Just days into the fallout over The Atlantic’s reporting on his alleged drinking issues, FBI Director Kash Patel will now have to answer questions about a 2005 letter, in which he admitted to being arrested twice for public intoxication and public urination.
The letter, which was first reported by The Intercept, was part of Patel’s Florida Bar Disclosure Statement. Patel reported that his first arrest, in 2001, occurred while he was drunk at a basketball game as a student at the University of Richmond. He was escorted out of the game by campus police.
“Upon exiting the arena,” he wrote, “the officer placed me under arrest for public intoxication, as I was not yet of 21 years of age.”
The second arrest was while he was a law student at Pace University.
“We went to a few of the local bars and consumed some alcoholic drinks.… In a gross deviation from appropriate conduct, we attempted to relieve our bladders while walking home,” Patel wrote. “Before we could even do so, a police cruiser stopped the group. We were then arrested for public urination.
“Both of these incidents are not representative of my usual conduct of behavior,” Patel continued. “And it is my hope that the Board views them as an anomaly. I dually apologize for my improper behavior both to the Board and the community at large.”

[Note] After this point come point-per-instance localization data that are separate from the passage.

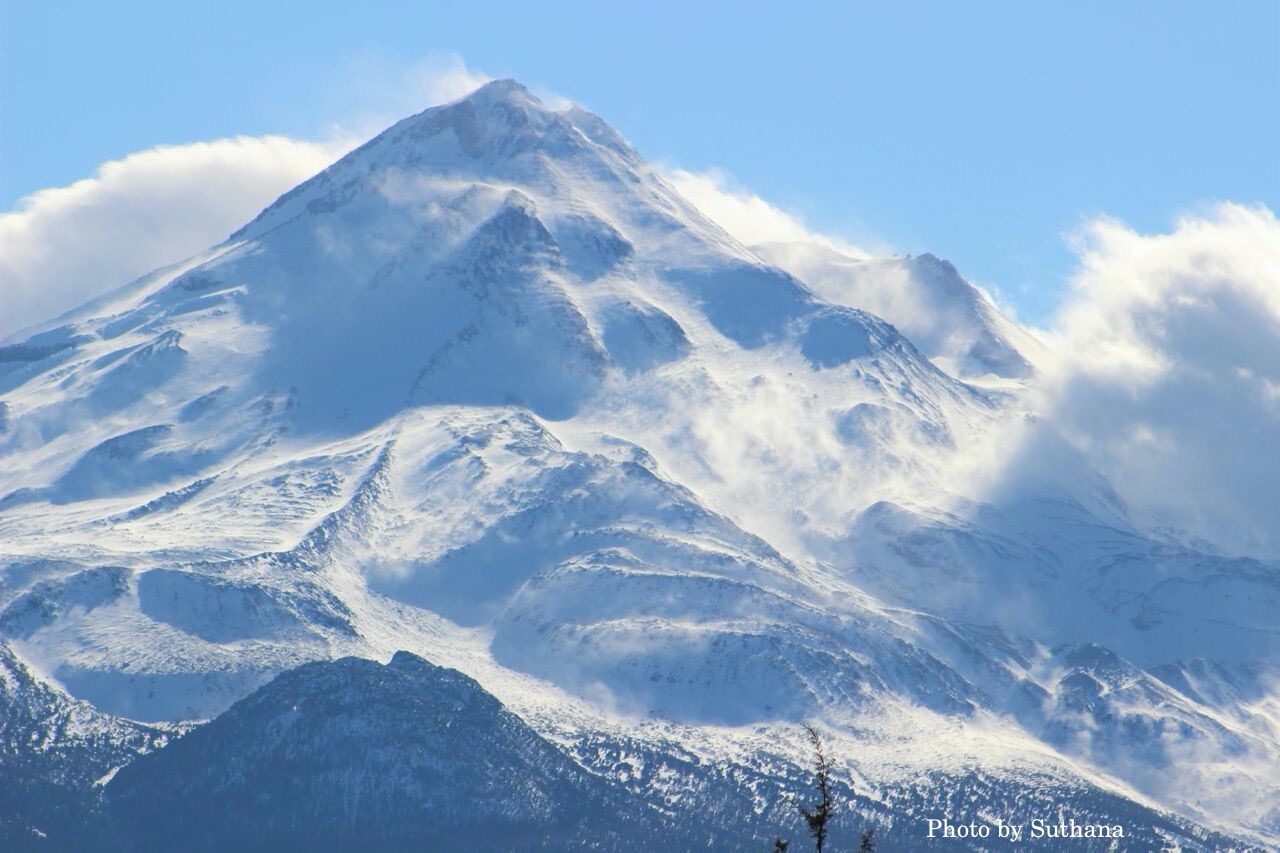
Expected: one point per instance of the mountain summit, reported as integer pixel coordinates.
(490, 391)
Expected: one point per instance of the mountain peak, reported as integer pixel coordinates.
(502, 90)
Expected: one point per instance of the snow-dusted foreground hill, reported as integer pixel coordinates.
(488, 389)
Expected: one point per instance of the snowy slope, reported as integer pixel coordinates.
(490, 391)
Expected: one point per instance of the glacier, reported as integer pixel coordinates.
(489, 392)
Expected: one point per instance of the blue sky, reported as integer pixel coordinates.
(982, 132)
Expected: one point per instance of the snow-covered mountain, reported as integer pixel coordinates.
(489, 389)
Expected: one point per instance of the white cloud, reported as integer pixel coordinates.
(63, 246)
(746, 217)
(1170, 372)
(67, 245)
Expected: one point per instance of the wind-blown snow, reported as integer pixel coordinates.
(492, 391)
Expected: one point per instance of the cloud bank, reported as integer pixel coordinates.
(1169, 373)
(1168, 369)
(64, 246)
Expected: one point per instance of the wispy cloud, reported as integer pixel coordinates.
(745, 215)
(63, 246)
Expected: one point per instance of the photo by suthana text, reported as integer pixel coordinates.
(1037, 829)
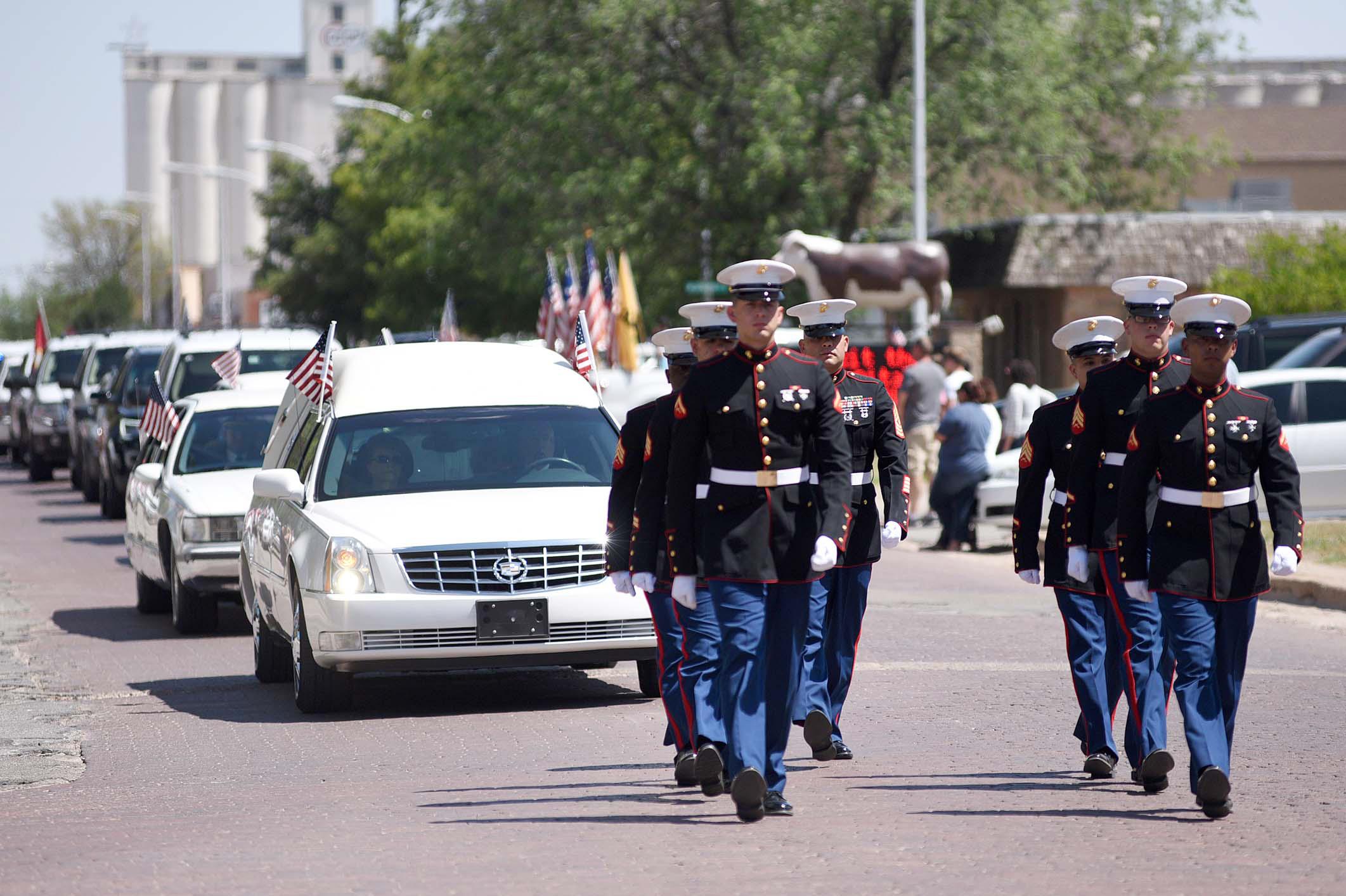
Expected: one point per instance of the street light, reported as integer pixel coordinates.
(218, 172)
(129, 219)
(346, 101)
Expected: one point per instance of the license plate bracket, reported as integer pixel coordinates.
(524, 620)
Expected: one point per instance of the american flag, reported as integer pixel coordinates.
(313, 375)
(595, 301)
(231, 363)
(583, 354)
(160, 420)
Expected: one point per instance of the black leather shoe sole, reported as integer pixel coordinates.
(749, 791)
(817, 735)
(1154, 771)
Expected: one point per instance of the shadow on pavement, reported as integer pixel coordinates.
(242, 699)
(128, 623)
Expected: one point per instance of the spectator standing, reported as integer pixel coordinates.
(963, 436)
(1022, 400)
(920, 403)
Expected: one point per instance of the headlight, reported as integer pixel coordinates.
(349, 568)
(202, 529)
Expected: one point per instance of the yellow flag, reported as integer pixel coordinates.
(626, 334)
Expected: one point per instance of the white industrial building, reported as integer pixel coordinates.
(205, 109)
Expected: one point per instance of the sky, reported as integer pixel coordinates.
(61, 96)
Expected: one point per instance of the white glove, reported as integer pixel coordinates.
(1139, 590)
(1077, 562)
(1285, 561)
(893, 535)
(684, 591)
(824, 555)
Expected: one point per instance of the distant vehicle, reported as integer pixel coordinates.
(45, 410)
(116, 429)
(186, 503)
(184, 368)
(93, 377)
(432, 524)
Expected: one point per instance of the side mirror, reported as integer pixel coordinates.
(281, 483)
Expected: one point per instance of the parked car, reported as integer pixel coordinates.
(186, 502)
(43, 412)
(14, 365)
(184, 368)
(1311, 405)
(430, 523)
(93, 377)
(116, 431)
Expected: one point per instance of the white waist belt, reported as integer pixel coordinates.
(1208, 500)
(857, 479)
(760, 478)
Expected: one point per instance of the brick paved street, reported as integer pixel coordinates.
(200, 779)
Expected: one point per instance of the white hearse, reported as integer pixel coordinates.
(186, 501)
(447, 513)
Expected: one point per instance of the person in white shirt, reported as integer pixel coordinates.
(1022, 400)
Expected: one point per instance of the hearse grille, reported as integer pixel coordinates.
(504, 571)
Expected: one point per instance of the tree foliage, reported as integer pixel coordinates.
(1290, 275)
(650, 120)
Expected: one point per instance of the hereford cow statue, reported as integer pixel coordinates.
(883, 275)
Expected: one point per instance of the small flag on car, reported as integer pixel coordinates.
(231, 363)
(160, 420)
(313, 375)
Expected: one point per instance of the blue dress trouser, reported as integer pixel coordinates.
(701, 668)
(762, 628)
(1210, 642)
(1147, 668)
(668, 635)
(836, 613)
(1088, 644)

While neither incident was particularly scandalous, they do not appear to have just been anomalies, as Patel said. The Atlantic’s Sarah Fitzpatrick has not only said she stands by her initial report about Patel’s drinking affecting his performance, but that she’d “been inundated by additional sourcing going up to the highest levels of the government, thanking us for doing the work, providing additional corroborating information.”
Patel has yet to comment on the letter.